While Appalachian State University has an Alcohol Medical Amnesty Policy designed to protect students facing alcohol-related emergencies, the North Carolina Good Samaritan Law includes protections for those who are present at the scene of a drug overdose and seek immediate medical assistance.

Watauga County Sheriff Len Hagaman said the law aims to help people who are unresponsive, and to overcome the obstacle of people being afraid to call for help

“These types of emergencies require vigilance among community members to be aware of the signs of overdose and the Good Samaritan Law,” Hagaman said.
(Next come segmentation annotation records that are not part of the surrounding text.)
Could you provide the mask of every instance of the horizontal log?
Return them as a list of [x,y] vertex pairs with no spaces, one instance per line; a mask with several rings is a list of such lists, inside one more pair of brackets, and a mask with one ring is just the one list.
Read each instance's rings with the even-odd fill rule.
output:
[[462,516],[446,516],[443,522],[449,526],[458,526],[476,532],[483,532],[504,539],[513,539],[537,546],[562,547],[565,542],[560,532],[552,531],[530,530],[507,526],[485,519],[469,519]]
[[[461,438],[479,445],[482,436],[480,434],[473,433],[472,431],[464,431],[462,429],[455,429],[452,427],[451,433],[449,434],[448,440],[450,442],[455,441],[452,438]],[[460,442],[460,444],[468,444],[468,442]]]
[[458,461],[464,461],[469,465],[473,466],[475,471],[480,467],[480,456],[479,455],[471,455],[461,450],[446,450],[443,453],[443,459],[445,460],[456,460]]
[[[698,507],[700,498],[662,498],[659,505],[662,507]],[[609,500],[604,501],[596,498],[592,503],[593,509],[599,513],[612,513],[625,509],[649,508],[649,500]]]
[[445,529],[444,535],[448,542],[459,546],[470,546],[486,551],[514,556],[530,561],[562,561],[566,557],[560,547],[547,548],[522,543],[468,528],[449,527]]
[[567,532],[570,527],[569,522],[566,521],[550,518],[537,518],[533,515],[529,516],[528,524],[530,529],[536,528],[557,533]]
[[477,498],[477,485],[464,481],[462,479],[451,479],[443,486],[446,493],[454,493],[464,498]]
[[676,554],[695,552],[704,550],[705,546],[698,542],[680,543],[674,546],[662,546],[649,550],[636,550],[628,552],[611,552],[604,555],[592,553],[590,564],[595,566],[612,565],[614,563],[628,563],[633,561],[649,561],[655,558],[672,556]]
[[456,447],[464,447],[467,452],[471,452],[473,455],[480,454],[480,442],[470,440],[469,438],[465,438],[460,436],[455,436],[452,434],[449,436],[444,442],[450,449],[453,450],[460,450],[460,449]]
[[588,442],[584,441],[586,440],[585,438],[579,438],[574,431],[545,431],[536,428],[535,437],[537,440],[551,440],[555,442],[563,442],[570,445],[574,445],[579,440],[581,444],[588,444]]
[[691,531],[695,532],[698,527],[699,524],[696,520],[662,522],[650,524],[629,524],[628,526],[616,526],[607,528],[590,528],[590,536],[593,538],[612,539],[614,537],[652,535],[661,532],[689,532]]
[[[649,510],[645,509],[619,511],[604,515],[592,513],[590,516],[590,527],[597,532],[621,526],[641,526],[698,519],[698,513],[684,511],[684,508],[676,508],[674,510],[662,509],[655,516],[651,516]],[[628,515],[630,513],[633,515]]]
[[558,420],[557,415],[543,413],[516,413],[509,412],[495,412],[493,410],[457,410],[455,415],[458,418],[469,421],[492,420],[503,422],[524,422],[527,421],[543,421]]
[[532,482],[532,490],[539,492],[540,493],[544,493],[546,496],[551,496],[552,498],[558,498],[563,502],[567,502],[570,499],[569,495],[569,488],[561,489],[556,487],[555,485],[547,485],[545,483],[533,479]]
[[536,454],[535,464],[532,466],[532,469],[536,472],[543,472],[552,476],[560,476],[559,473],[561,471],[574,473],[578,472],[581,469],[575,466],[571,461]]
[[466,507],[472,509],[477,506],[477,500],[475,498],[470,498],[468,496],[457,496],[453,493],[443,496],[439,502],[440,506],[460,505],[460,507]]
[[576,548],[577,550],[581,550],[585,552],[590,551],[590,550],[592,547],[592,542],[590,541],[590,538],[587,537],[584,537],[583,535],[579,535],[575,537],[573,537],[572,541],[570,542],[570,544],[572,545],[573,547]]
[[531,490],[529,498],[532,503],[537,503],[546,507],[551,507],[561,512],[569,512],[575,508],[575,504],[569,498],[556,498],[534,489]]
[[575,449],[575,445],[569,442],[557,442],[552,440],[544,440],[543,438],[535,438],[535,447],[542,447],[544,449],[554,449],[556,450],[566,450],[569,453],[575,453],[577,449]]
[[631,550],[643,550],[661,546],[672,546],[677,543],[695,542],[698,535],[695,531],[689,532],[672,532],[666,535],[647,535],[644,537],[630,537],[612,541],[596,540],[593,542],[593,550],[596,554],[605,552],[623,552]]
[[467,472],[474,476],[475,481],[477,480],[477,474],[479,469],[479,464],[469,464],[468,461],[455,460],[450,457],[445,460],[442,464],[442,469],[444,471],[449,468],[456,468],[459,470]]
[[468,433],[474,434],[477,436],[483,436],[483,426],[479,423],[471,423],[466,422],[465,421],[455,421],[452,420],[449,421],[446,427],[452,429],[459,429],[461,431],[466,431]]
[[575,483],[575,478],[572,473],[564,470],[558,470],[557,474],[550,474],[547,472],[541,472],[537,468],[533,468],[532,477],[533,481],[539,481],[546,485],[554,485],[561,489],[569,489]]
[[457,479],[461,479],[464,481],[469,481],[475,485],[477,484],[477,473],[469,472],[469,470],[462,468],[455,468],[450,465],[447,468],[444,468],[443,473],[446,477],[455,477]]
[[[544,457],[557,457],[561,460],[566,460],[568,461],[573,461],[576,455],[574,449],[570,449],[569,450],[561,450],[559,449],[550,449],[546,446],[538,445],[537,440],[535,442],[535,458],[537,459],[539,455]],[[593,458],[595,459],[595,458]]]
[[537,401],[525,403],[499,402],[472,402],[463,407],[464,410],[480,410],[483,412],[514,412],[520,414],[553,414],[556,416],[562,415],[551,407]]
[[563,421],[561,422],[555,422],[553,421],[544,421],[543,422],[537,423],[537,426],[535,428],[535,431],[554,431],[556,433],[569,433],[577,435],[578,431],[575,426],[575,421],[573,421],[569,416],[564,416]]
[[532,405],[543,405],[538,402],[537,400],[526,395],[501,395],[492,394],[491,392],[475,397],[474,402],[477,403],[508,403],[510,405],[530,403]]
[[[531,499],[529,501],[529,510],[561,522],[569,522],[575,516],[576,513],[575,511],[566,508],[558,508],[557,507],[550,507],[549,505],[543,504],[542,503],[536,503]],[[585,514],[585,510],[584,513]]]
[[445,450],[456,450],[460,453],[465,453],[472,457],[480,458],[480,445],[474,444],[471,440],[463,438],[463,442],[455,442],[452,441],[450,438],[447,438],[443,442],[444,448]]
The statewide, 911 Good Samaritan Law provides immunity for both the person reporting the overdose and the overdose victim from prosecution for possession of small amounts of drugs, drug paraphernalia, or underage drinking, according to NC Department of Health and Human Services.

Additionally, the 911 law has naloxone access components making the use of naloxone or Narcan, legal. Naloxone is an opiate antidote which reverses drug overdose from opiates, thereby saving the life of the victim.

Opioids can slow or stop a person’s breathing, which causes death. While naloxone restores the overdose victim’s breathing, the law allows for a bystander to administer the drug, acting as a bridge between the call to 911 and when help arrives, according to the North Carolina Harm Reduction Coalition.

Narcan is only effective for overdose cases caused by opioids, Hagaman said, a big problem is that many drugs on the black market are now mixed with Fentanyl, a synthetic opioid.

“It’s scary, users have no idea what’s in the drugs they’re taking,” Hagaman said. “The problem in Watauga County isn’t under control.”

Since the beginning of 2019, Boone Police have carried Narcan for overdose reversal, Hagaman said, but the Watauga County Sheriff’s Department has used the drug since 2017.

“Since we’ve been using this reversal drug, we’ve been able to prevent more than 20 overdoses to date.”